To build this user guide locally, navigate to the docs/ directory and make the html target.

$ make html

This will build the user guide in docs/build/html, and you can open index.html in your web-browser. The source files for the user guide are found in docs/source.

Note

You can clean the documentation with make clean.

Learning reST

Writing reST can be tricky at first. Whitespace matters, and some directives can be easily miswritten. Two important things you should know right away are:

Indents are 3-spaces
“Things” are separated by 1 blank line. For example, a list or code-block following a paragraph should be separated from the paragraph by 1 blank line.

You should keep these in mind when you’re first getting started. Dedicating an hour to learning reST will save you time in the long-run. Below are some good resources for learning reST.
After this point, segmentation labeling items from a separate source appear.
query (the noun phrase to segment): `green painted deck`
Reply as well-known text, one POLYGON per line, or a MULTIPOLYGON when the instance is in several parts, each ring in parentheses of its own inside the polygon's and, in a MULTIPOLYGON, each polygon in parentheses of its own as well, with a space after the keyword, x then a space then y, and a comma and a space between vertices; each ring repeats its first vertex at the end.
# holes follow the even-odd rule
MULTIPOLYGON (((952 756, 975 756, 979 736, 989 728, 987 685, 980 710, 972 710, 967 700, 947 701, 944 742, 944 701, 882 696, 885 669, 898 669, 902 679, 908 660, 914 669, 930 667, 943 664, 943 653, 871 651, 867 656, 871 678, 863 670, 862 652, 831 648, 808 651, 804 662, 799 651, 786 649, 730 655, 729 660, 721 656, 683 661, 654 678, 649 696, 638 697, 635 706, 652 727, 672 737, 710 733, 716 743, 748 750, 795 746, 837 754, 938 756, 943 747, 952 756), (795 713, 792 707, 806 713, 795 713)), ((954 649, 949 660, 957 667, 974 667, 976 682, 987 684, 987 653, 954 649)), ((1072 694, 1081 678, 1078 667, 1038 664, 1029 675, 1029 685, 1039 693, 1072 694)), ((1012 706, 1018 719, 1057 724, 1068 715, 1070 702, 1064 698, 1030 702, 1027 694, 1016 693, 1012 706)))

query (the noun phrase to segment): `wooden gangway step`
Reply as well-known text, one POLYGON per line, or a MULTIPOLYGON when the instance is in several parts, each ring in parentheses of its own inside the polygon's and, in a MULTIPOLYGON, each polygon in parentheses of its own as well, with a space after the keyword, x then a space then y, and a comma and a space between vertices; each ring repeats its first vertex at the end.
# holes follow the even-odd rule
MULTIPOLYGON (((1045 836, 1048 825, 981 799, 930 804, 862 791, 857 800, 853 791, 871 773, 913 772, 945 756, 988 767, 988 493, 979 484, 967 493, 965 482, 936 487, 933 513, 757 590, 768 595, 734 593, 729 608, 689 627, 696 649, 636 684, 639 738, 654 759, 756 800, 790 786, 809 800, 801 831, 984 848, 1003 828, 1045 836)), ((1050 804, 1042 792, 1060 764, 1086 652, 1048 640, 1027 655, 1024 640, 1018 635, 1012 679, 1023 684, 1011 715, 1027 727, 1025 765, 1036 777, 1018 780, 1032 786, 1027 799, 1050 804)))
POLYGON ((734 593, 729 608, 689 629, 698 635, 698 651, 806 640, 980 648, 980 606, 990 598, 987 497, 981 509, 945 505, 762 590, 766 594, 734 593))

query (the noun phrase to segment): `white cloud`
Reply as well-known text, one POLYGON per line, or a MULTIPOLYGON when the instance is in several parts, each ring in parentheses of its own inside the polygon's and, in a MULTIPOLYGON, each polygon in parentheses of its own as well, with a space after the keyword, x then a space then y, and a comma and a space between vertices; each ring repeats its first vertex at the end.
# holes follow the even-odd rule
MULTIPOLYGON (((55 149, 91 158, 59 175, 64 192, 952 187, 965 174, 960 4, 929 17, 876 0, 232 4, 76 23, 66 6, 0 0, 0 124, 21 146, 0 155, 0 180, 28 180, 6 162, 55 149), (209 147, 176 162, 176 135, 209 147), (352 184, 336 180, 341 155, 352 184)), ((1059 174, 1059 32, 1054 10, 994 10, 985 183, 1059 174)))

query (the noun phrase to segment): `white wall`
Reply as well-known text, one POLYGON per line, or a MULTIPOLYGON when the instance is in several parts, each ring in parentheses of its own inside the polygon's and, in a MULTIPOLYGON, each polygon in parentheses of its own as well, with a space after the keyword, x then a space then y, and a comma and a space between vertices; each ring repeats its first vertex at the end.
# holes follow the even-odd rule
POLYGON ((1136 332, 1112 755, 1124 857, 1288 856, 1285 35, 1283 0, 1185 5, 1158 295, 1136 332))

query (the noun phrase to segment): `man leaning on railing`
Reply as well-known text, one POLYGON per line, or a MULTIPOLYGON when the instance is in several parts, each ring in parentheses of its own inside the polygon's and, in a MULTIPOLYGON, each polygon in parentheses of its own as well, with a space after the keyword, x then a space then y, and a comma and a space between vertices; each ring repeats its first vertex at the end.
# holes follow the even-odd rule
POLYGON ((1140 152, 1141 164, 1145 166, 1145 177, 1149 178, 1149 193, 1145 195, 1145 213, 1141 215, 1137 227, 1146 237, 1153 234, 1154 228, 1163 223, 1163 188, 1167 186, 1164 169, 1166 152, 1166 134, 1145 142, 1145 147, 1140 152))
reStructuredText primer: (single best resource; however, it’s better read than skimmed)
Official reStructuredText reference (there is a lot of information here)
Presentation by Eric Holscher (co-founder of Read The Docs) at DjangoCon US 2015 (the entire presentation is good, but reST is described from 9:03 to 21:04)
YouTube tutorial by Audrey Tavares

A good starting point would be Eric Holscher’s presentations followed by the reStructuredText primer.

Style guidelines

Important

This user guide is written in semantic markup. This is important so that the user guide remains maintainable. Before contributing to this documentation, please review our style guidelines (below). When editing the source, please refrain from using elements with the wrong semantic meaning for aesthetic reasons. Aesthetic issues can be addressed by changes to the theme.

For titles and headers:

Section headers should be underlined by # characters
Subsection headers should be underlined by - characters
Subsubsection headers should be underlined by ^ characters
Subsubsubsection headers should be avoided, but if necessary, they should be underlined by " characters

File paths (including directories) occuring in the text should use the :file: role.

Program names (e.g. cmake) occuring in the text should use the :program: role.

OS-level commands (e.g. rm) occuring in the text should use the :command: role.

Environment variables occuring in the text should use the :envvar: role.

Inline code or code variables occuring in the text should use the :code: role.

Code snippets should use .. code-block:: <language> directive like so

.. code-block:: python

   import gcpy
   print("hello world")

The language can be “none” to omit syntax highlighting.

For command line instructions, the “console” language should be used. The $ should be used to denote the console’s prompt. If the current working directory is relevant to the instructions, a prompt like $~/path1/path2$ should be used.

Inline literals (e.g. the $ above) should use the :literal: role.